No seu despacho de 20 laudas, a ministra Rosa Weber reconheceu aquilo que, como mostramos na reportagem  Trabalho escravo: a quem Temer engambelará?, o presidente Michel Temer não quis admitir: “o texto trouxe nova
definição aos conceitos de trabalho forçado, jornada exaustiva e condições análogas à de escravo“.(grifos do original). E afirmou:

A toda evidência, tais definições conceituais, sobremodo restritivas, não se coadunam com o que exigem o ordenamento jurídico pátrio, os instrumentos internacionais celebrados pelo Brasil e a jurisprudência dos tribunais sobre a matéria“.

depois de fazer um longo e detalhado histórico dos tratados internacionais ao qual o Brasil aderiu e da própria legislação nacional sobre o assunto, a ministra conclui aquilo que o governo Temer, para atender a bancada ruralista, ignorou:

Como revela a evolução do direito internacional sobre o tema, a ‘escravidão moderna’ é mais sutil e o cerceamento da liberdade pode decorrer de diversos constrangimentos econômicos e não necessariamente físicos. O ato de privar alguém de sua liberdade e de sua dignidade, tratando-o como coisa e não como pessoa humana, é repudiado pela ordem constitucional, quer se faça mediante coação, quer pela violação intensa e persistente de seus direitos básicos, inclusive do direito ao trabalho digno.
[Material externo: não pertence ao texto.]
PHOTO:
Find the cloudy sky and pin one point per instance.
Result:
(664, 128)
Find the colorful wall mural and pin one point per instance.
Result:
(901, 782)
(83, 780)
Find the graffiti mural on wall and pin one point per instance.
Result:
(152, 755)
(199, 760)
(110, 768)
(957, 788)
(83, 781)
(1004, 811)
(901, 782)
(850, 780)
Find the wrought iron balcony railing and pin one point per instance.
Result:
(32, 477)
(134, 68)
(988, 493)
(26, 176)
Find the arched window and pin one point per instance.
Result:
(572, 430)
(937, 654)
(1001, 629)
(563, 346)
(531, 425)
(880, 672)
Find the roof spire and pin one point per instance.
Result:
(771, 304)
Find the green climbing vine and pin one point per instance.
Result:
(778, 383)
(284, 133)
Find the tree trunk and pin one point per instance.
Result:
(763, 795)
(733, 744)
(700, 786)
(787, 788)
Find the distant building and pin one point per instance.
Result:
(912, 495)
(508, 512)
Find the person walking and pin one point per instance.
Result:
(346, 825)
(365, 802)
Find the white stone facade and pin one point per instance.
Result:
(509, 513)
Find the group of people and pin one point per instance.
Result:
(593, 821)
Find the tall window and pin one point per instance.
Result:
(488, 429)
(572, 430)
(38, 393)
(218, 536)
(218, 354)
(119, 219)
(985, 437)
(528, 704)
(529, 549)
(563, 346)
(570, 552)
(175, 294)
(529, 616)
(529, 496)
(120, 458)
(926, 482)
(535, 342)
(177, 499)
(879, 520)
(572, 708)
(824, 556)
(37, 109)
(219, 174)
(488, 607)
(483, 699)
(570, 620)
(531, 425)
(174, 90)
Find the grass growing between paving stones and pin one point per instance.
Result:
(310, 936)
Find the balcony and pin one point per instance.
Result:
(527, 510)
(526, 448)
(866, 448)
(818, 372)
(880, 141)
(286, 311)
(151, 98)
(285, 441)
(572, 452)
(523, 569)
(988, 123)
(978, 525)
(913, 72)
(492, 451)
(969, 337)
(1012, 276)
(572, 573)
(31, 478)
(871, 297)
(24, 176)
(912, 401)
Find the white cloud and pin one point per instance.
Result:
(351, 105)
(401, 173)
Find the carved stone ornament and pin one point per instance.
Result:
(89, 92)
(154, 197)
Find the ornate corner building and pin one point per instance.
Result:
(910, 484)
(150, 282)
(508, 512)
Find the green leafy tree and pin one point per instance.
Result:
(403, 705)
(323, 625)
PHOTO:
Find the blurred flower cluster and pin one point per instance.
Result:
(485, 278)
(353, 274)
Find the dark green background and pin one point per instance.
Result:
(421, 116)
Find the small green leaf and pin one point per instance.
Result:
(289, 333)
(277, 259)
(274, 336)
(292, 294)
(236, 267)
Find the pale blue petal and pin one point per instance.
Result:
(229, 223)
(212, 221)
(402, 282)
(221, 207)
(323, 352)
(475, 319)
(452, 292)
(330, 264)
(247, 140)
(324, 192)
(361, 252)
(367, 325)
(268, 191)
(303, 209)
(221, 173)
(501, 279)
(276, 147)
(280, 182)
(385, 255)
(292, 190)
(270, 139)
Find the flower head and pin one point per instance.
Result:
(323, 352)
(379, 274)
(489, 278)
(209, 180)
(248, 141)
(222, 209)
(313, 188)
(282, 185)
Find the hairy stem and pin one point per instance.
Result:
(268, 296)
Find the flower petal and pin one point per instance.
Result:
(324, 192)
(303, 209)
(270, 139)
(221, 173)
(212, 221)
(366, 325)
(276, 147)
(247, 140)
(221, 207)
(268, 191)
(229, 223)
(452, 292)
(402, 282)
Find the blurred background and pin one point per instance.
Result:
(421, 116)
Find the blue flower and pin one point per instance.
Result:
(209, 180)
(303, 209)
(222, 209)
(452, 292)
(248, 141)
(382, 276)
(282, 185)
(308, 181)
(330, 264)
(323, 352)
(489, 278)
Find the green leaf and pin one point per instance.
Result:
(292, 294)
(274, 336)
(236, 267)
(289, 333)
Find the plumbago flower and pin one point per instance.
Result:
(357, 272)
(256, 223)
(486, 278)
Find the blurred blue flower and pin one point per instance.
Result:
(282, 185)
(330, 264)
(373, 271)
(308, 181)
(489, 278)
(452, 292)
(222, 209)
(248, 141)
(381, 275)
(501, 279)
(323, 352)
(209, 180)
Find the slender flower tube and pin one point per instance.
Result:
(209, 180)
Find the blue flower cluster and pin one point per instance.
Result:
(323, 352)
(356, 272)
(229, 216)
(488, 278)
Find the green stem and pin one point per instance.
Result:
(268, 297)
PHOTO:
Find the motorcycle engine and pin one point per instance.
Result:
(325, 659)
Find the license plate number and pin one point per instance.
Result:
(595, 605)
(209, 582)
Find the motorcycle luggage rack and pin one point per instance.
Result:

A violação do direito ao trabalho digno, com impacto na capacidade da vítima de realizar escolhas segundo a sua livre determinação, também significa ‘reduzir alguém a condição análoga à de
escravo’.”

Diante desta decisão, resta verificar qual será o comportamento da bancada ruralista na votação prevista para quarta-feira (25/10) sobre a autorização da Câmara dos Deputados para o presidente ser processado pelo Supremo Tribunal Federal. Continuarão a apoiá-lo?
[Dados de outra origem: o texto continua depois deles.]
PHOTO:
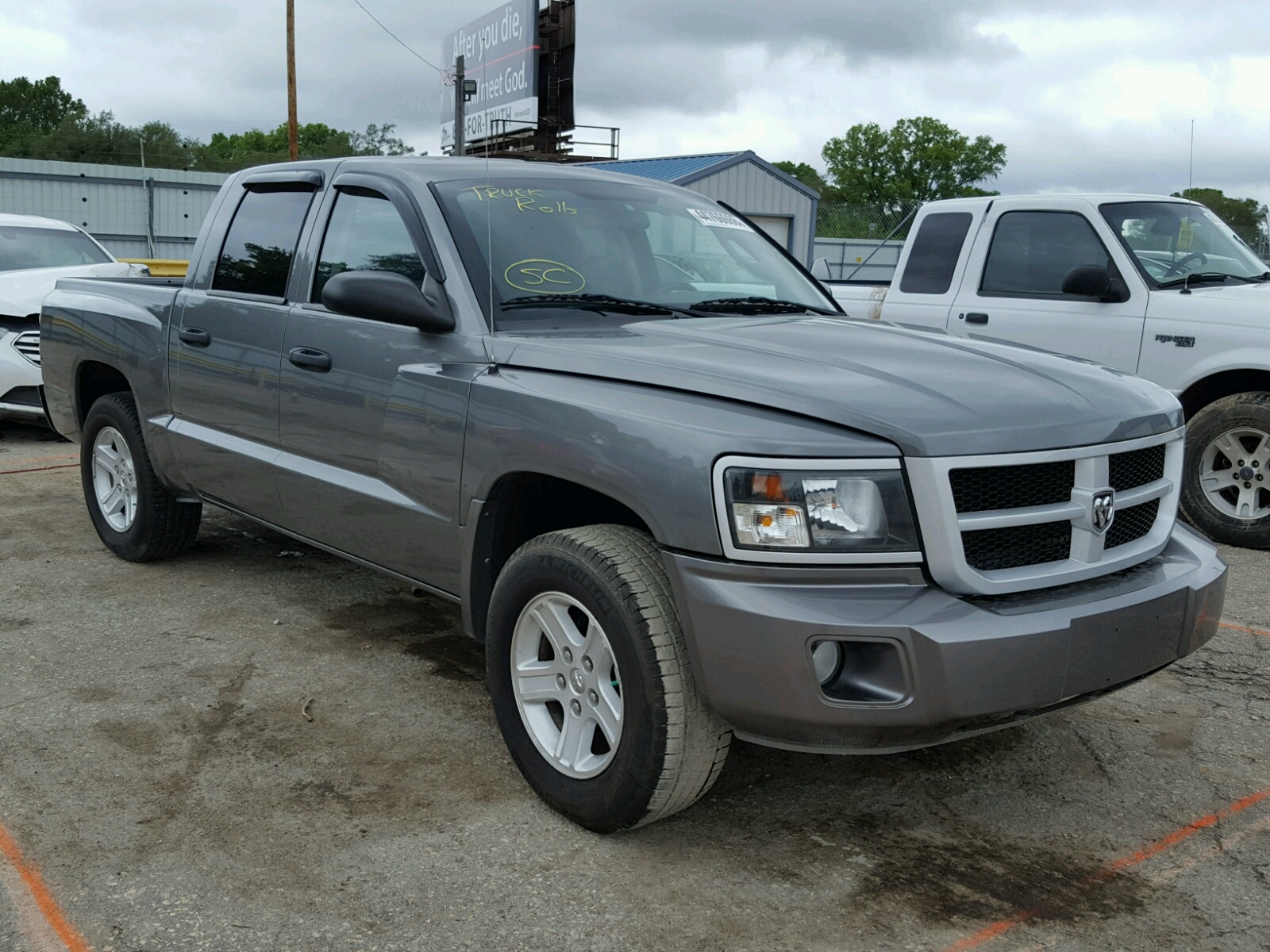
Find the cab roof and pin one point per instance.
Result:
(33, 221)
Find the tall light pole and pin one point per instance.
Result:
(465, 89)
(292, 132)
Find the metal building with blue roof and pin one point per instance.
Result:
(774, 201)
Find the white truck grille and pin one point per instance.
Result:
(995, 524)
(29, 346)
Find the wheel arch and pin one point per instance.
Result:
(522, 505)
(1223, 384)
(93, 381)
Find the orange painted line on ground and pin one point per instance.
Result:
(41, 895)
(38, 469)
(1250, 631)
(1115, 866)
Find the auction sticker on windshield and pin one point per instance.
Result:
(718, 220)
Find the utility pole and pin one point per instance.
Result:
(1191, 175)
(292, 132)
(459, 107)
Rosa Weber concede liminar suspendendo Portaria 1.129/2017 do MTb.

2 Comentários

  1. João de Paiva disse:

    Subescrevo o comentário do leitor Francisco de Assis. Deve-se acrescentar que, para compra de apoio político que pode livrá-lo da segunda denúncia, o traidor-golpista-usurpador-corrupto profissional-chefe de quadrilha, Michel Temer, já propôs outra media, novo Refis, perdoando dívidas, multas e juros de sonegadores que deixaram de recolher bilhões aos cofres públicos. Dentre os beneficiários, estão latifundiários representados pela bancada ruralista.
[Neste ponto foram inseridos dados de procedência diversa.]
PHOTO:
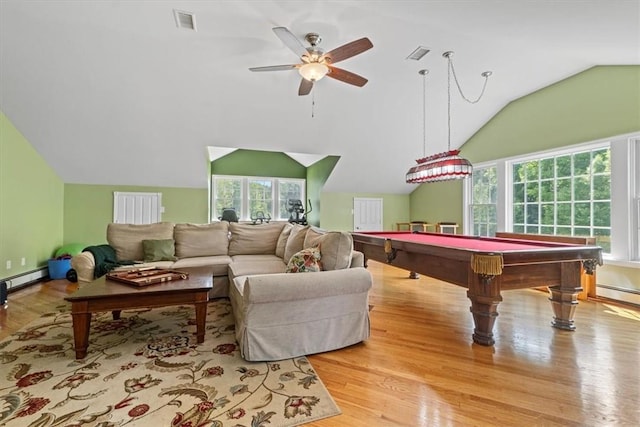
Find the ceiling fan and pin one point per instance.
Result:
(315, 63)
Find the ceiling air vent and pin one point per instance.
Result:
(185, 19)
(417, 54)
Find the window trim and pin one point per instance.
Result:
(244, 214)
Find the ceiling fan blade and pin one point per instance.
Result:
(305, 87)
(275, 68)
(346, 76)
(291, 41)
(348, 50)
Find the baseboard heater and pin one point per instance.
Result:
(617, 293)
(26, 278)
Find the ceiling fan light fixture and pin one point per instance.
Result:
(313, 71)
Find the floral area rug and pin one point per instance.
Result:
(146, 369)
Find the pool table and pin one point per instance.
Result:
(487, 266)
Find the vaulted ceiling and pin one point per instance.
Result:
(113, 92)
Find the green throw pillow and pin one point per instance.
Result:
(159, 250)
(305, 261)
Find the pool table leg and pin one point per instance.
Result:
(564, 297)
(484, 293)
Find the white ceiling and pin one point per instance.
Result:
(112, 92)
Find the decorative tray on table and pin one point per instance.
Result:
(147, 276)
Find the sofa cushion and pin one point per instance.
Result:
(335, 247)
(305, 261)
(282, 240)
(159, 250)
(295, 242)
(197, 240)
(249, 239)
(256, 258)
(127, 239)
(255, 267)
(217, 263)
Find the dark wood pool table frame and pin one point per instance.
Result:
(555, 265)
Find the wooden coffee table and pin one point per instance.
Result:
(108, 295)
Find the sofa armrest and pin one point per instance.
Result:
(266, 288)
(84, 264)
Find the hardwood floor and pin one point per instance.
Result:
(420, 368)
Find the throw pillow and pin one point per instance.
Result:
(159, 250)
(305, 261)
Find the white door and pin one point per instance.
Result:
(367, 214)
(137, 208)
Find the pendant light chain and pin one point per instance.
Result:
(452, 69)
(449, 104)
(447, 165)
(424, 111)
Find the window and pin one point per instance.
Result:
(566, 194)
(585, 189)
(252, 196)
(260, 198)
(484, 201)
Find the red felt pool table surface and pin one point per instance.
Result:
(483, 244)
(486, 266)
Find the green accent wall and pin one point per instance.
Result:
(89, 208)
(597, 103)
(338, 210)
(258, 163)
(317, 175)
(31, 207)
(277, 164)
    A compra do apoio é escancarada e deve livrar o traidor-golpista-usurpador-corrupto profissional-chefe de quadrilha, Michel Temer, da denúncia e do processo no STF. A famigerada Portaria 1.129/2017 do MTb foi um bode colocado na sala. Retirado o bode, seu odor desagradável deixa de ser sentido; mas à socapa, tudo aquilo de que o criminoso hoje ocupante da presidência da república precisa foi costurado com os comparsas, mediante suborno milionário, feito por meio de liberação de verba pública para emendas parlamentares; infelizmente Michel Temer e a quadrilha que o acompanha e apóia serão salvos.

  2. Francisco de Assis disse:

    “Nem Michel Temer, nem Raquel Dodge” – assim começa, e muito bem, o seu artigo o grande jornalista Marcelo Auler. A equiparação do doutor e da doutora numa frase tão curta deveria ser motivo de vergonha para a doutora, se por acaso lesse ou soubesse de tão sutil e elegante sentença do jornalista, na forma, e, ao mesmo tempo, tão pesada sentença no conteúdo. Pois, como já expus, indignado e longamente, em comentários no post anterior, não é esta, definitivamente, uma frase para ornar a Procuradoria Geral da República e a sua chefa atual, tão condescendentes, nesse caso, com o vigarista que assaltou o poder no Brasil para cumprir as ordens dos escravocratas no Congresso, e fora dele, e, em troca, obter deles o salvo-conduto para continuar praticando crimes em série contra o Brasil e os brasileiros.